Réplique du ministre des Affaires autochtones mercredi : pas d’entente, pas de nouveau financement. La réforme d’Ottawa prévoyait 1,9 milliard pour bonifier le système d’éducation dans les réserves.
« Ça n’ira pas de l’avant, a tranché Bernard Valcourt dans les couloirs du parlement. On avait une entente et ils ne la respectent pas. On a travaillé pendant plusieurs mois pour essayer d’incorporer les conditions que les chefs eux-mêmes avaient posées pour le succès supposément des enfants dans les réserves, et là, ils ne respectent pas l’entente. »
Le gouvernement conservateur tient mordicus à renouveler le système afin qu’il offre un programme reconnu permettant aux élèves de poursuivre leur scolarité dans une école provinciale.
« Ils voudraient qu’on garroche de l’argent dans un système qui ne fonctionne pas », a reproché le ministre Valcourt. « J’ai dit qu’il n’y aura pas d’investissement tant qu’il n’y aura pas une réforme […] Il y en a qui sont partisans d’une philosophie qui dit « donne-moi l’argent, point, et on n’est pas redevable envers les payeurs de taxes ». Écoute, on a une responsabilité », a-t-il insisté.
Du côté des Premières Nations, le chef régional du Québec et du Labrador, Ghislain Picard — qui agit à titre de porte-parole de l’APN dans l’intérim —, explique que les communautés sont partagées, mais que même la majorité d’entre elles qui désirent une réforme n’acceptent pas C-33. Les autochtones reprochent à Ottawa d’avoir rédigé seul son projet de loi — une « approche unilatérale » — et que le ministre Valcourt se garde le pouvoir décisionnel d’intervenir si une école n’est pas à la hauteur des nouvelles normes souhaitées par Ottawa.
« Nous, on n’a jamais rien eu contre les principes d’imputabilité, de reddition de comptes, a répliqué M. Picard, en entretien avec Le Devoir.
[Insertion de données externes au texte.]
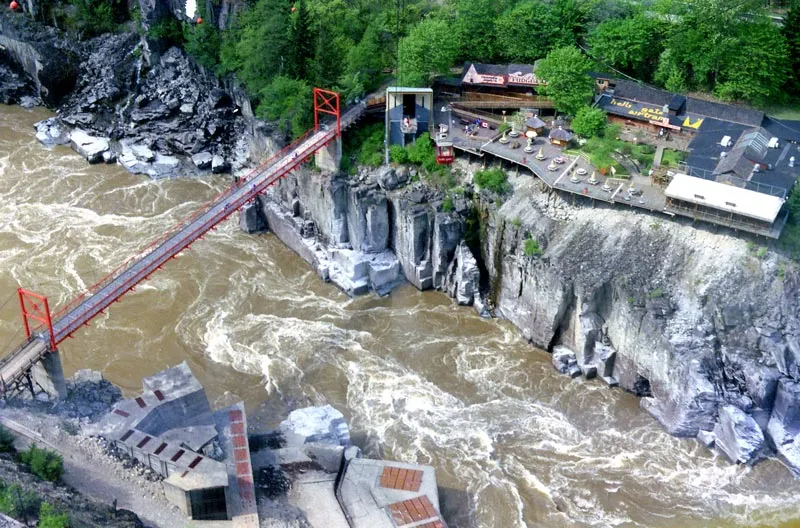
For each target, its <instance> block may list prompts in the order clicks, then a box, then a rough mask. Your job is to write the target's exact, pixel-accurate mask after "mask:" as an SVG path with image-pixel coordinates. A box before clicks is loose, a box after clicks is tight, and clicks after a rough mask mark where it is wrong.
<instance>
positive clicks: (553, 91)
mask: <svg viewBox="0 0 800 528" xmlns="http://www.w3.org/2000/svg"><path fill="white" fill-rule="evenodd" d="M590 69H591V64H590V62H589V59H587V58H586V57H585V56H584V55H583V53H581V50H579V49H578V48H576V47H573V46H567V47H564V48H557V49H554V50H553V51H551V52H550V53H548V54H547V57H546V58H544V59H542V62H541V63H540V65H539V70H538V75H539V77H541V78H542V79H544V80H545V81H547V84H546V85H545V86H543V87H541V88H540V91H541V92H542V93H544V95H547V96H549V97H550V98H552V99H553V102H554V103H555V105H556V108H557V109H558V110H559V111H561V112H565V113H567V114H570V115H575V113H576V112H577V111H578V110H580V109H581V108H582V107H583V106H584V105H586V103H587V102H589V99H590V98H591V97H592V93H593V91H592V79H591V77H589V75H588V72H589V70H590Z"/></svg>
Mais est-ce qu’il y a moyen de s’entendre sur des façons de faire desquelles nous aurons convenu ensemble ? »
Quant à l’entente que le ministre reproche aux chefs d’avoir reniée, M. Picard rétorque qu’« une entente avec M. Atleo n’est pas une entente avec l’Assemblée des Premières Nations ». Les chefs du pays n’avaient pas été consultés avant de voir M. Atleo prendre le micro aux côtés de Stephen Harper pour annoncer, en février, l’arrivée prochaine d’une Loi sur le contrôle par les Premières Nations de leur système d’éducation.
S’ils s’entendent pour sommer Ottawa de retourner à la table à dessin, les chefs ne sont pas tous du même avis quant à la suite des choses pour en venir à un accord avec le fédéral. Une diversité de voix que déplore le ministre. « Est-ce qu’on tient pour acquis que 123 chefs vont déterminer le sort des enfants dans 620 quelques communautés ? »
Du côté du Québec et du Labrador, on rejette catégoriquement C-33. L’assemblée régionale conteste d’ailleurs la réforme en Cour fédérale. La cause pourrait être entendue cet été. L’imbroglio autour du projet de loi la rend d’autant plus pertinente, selon M. Picard. « Si le calendrier législatif est reporté à beaucoup plus tard, la cause prend son importance », a confié le chef autochtone — qui envisage de briguer la succession de M. Atleo à l’APN.
L’Assemblée nationale réclame le retrait du projet de loi. Son sort sera connu « bientôt », a-t-on indiqué au gouvernement.